ZSFG appointed a diverse equity council that represented all parts of the organization, from frontline staff to leadership, to develop its strategy, with three core elements:

Better understanding patients by ensuring accurate data for improving health outcomes. Frontline registration staff were trained to capture accurate race, ethnicity, and language (REAL) and sexual orientation and gender identity (SOGI) data. REAL data were almost 100% accurate within a year. This result was accomplished by an extensive training program for staff registering patients, so that they would use preexisting standard fields within the electronic medical record 100% of the time.

Developing and educating the workforce. We identified issues through a staff survey (for example, we asked staff to assess how active their department was in improving racial equity), and we trained staff about equity and disparities. We advanced equity in individual departments by designating voluntary equity champions and local equity councils. These councils develop learning events for their staff. For example, the Critical Care department hosts an education board that provides opportunities for staff discussion on topics such as white fragility. The clinic providing outpatient care to people with AIDS and HIV hosts a monthly Cultural Humility lecture series. Throughout ZSFG, there are currently 12 local councils, based on department interest in forming them, ranging in size from 7 to 18 individuals representing frontline staff to local leaders.

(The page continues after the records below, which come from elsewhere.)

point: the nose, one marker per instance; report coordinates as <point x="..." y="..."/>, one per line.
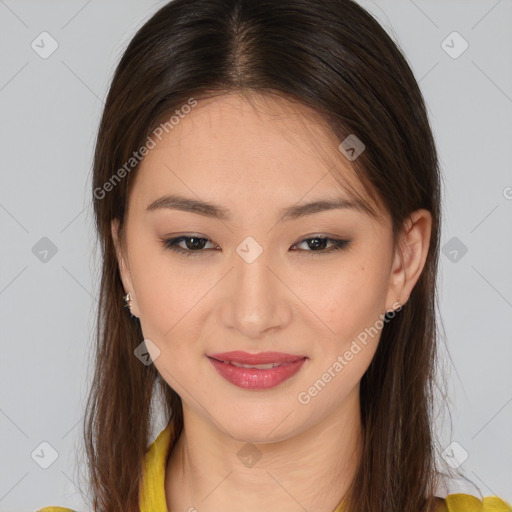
<point x="256" y="302"/>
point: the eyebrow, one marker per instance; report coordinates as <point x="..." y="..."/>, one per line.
<point x="207" y="209"/>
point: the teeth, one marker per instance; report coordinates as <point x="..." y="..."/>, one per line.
<point x="267" y="366"/>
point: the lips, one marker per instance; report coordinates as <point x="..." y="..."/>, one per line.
<point x="256" y="371"/>
<point x="244" y="358"/>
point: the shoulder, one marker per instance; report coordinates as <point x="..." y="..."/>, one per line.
<point x="467" y="503"/>
<point x="55" y="509"/>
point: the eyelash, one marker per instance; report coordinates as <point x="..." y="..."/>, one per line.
<point x="338" y="244"/>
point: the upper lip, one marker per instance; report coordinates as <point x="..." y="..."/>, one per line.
<point x="261" y="358"/>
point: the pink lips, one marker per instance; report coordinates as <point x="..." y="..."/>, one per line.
<point x="256" y="378"/>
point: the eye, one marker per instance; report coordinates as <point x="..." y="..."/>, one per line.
<point x="318" y="244"/>
<point x="193" y="245"/>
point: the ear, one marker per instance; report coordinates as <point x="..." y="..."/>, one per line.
<point x="124" y="267"/>
<point x="410" y="257"/>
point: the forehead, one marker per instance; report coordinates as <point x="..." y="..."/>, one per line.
<point x="249" y="149"/>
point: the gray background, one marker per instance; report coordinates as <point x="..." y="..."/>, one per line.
<point x="50" y="110"/>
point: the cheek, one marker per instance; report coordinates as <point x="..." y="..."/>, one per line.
<point x="352" y="298"/>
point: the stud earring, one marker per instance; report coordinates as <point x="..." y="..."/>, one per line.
<point x="127" y="299"/>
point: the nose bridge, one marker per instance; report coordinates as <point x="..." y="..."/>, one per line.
<point x="257" y="302"/>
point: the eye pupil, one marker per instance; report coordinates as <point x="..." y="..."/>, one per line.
<point x="192" y="242"/>
<point x="317" y="243"/>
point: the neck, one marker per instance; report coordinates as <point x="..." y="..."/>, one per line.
<point x="311" y="470"/>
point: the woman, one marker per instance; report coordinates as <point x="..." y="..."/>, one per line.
<point x="267" y="196"/>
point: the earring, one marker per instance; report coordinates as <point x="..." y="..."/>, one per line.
<point x="392" y="310"/>
<point x="127" y="299"/>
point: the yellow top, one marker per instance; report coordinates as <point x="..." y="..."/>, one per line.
<point x="153" y="499"/>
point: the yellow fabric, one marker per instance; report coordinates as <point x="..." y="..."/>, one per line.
<point x="153" y="499"/>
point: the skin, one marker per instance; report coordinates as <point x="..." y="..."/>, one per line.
<point x="254" y="158"/>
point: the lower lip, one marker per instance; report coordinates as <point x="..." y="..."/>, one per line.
<point x="252" y="378"/>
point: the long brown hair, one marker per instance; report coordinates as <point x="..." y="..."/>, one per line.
<point x="334" y="57"/>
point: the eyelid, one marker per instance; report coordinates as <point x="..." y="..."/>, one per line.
<point x="337" y="244"/>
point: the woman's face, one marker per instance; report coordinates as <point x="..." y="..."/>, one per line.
<point x="253" y="279"/>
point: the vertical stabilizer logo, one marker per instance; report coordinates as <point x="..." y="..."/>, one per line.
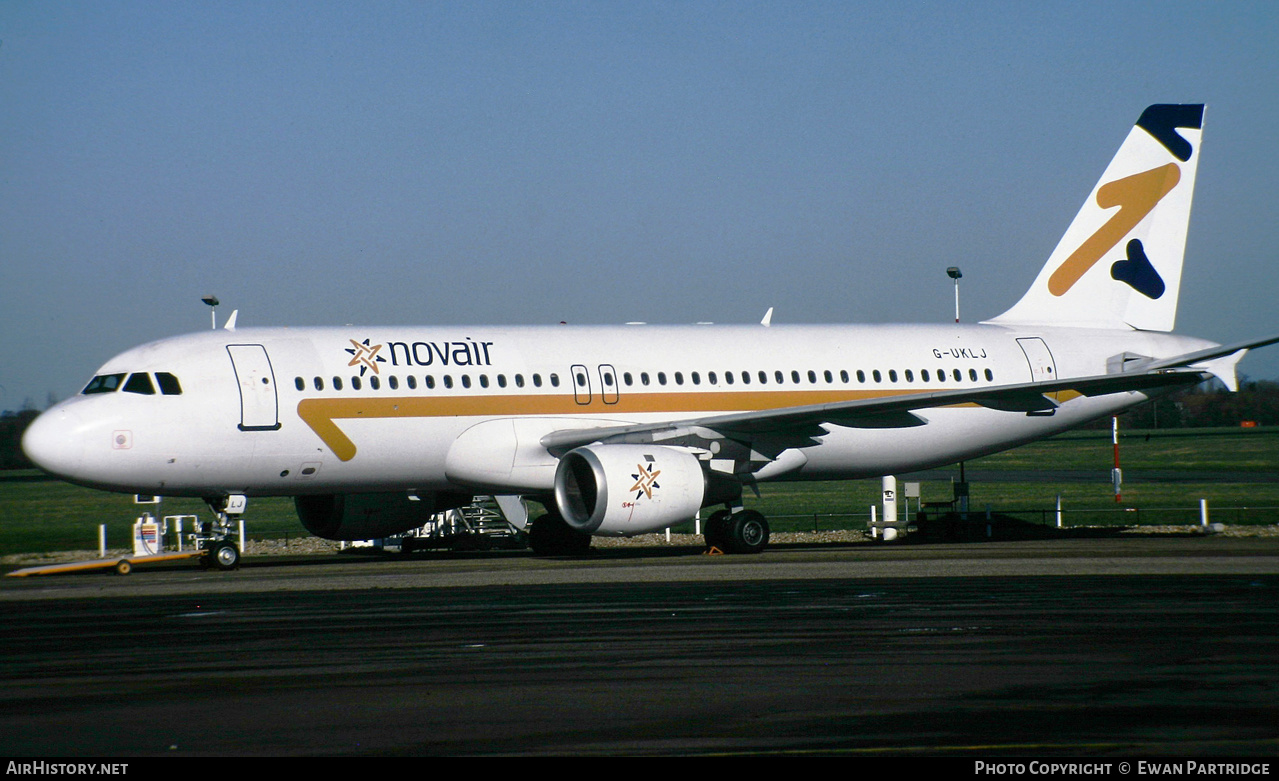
<point x="1135" y="197"/>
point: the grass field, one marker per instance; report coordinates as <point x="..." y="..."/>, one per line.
<point x="1225" y="467"/>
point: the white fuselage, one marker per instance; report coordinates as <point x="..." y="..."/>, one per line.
<point x="280" y="412"/>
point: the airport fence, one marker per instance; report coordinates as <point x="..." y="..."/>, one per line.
<point x="1048" y="517"/>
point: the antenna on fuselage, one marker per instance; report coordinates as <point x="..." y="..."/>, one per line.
<point x="212" y="302"/>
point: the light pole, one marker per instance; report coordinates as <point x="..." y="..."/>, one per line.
<point x="953" y="272"/>
<point x="212" y="302"/>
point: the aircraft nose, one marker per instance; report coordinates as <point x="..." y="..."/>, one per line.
<point x="53" y="442"/>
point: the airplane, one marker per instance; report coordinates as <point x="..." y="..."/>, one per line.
<point x="627" y="430"/>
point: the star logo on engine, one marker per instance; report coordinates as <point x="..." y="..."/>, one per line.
<point x="645" y="481"/>
<point x="365" y="357"/>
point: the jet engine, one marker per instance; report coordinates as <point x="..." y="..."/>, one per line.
<point x="624" y="490"/>
<point x="371" y="515"/>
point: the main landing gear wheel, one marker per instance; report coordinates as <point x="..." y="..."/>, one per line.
<point x="716" y="529"/>
<point x="746" y="532"/>
<point x="224" y="555"/>
<point x="551" y="536"/>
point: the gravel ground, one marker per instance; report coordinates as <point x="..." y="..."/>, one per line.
<point x="315" y="545"/>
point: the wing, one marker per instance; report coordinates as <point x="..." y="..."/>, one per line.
<point x="797" y="426"/>
<point x="775" y="430"/>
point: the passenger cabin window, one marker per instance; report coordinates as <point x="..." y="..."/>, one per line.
<point x="104" y="384"/>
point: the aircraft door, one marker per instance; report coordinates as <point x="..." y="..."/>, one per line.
<point x="581" y="384"/>
<point x="258" y="402"/>
<point x="1040" y="359"/>
<point x="608" y="384"/>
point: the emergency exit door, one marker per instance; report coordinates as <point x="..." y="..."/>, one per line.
<point x="260" y="409"/>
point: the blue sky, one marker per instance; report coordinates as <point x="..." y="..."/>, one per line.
<point x="531" y="162"/>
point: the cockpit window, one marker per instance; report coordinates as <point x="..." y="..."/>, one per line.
<point x="168" y="384"/>
<point x="104" y="384"/>
<point x="140" y="384"/>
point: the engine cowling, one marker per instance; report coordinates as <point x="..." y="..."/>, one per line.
<point x="624" y="490"/>
<point x="370" y="515"/>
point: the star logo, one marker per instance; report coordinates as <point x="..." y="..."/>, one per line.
<point x="645" y="481"/>
<point x="365" y="357"/>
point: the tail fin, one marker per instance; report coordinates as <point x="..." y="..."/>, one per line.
<point x="1119" y="263"/>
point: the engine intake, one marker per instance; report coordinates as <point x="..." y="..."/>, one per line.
<point x="624" y="490"/>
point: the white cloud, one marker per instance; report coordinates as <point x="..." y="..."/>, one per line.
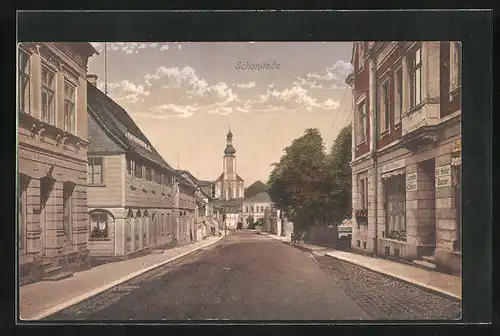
<point x="131" y="47"/>
<point x="188" y="79"/>
<point x="222" y="110"/>
<point x="132" y="93"/>
<point x="172" y="110"/>
<point x="337" y="74"/>
<point x="246" y="85"/>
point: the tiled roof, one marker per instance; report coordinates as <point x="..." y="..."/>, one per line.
<point x="118" y="122"/>
<point x="260" y="197"/>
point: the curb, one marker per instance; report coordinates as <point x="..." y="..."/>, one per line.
<point x="82" y="297"/>
<point x="419" y="284"/>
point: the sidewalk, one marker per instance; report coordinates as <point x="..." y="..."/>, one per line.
<point x="442" y="283"/>
<point x="42" y="299"/>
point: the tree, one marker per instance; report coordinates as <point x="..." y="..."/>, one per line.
<point x="338" y="163"/>
<point x="255" y="188"/>
<point x="296" y="184"/>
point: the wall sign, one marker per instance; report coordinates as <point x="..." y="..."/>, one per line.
<point x="443" y="181"/>
<point x="36" y="157"/>
<point x="443" y="171"/>
<point x="411" y="181"/>
<point x="393" y="166"/>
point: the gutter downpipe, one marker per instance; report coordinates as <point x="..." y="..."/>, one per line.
<point x="374" y="149"/>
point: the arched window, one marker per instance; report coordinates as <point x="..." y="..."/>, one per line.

    Identifying and reducing health care disparities among patients. One element of ZSFG’s strategic goal to improve equity is to increase the percentage of departments identifying and improving health care disparities. Over the past several years, ZSFG has gone from 27% of clinical and operational departments voluntarily identifying equity metrics stratified by REAL data, to 51% of these departments not only identifying these metrics, but also using the data to drive improvements. Eventually, the goal is to reach 100%, but they recognize that they must take an incremental approach to achieving this ambitious goal.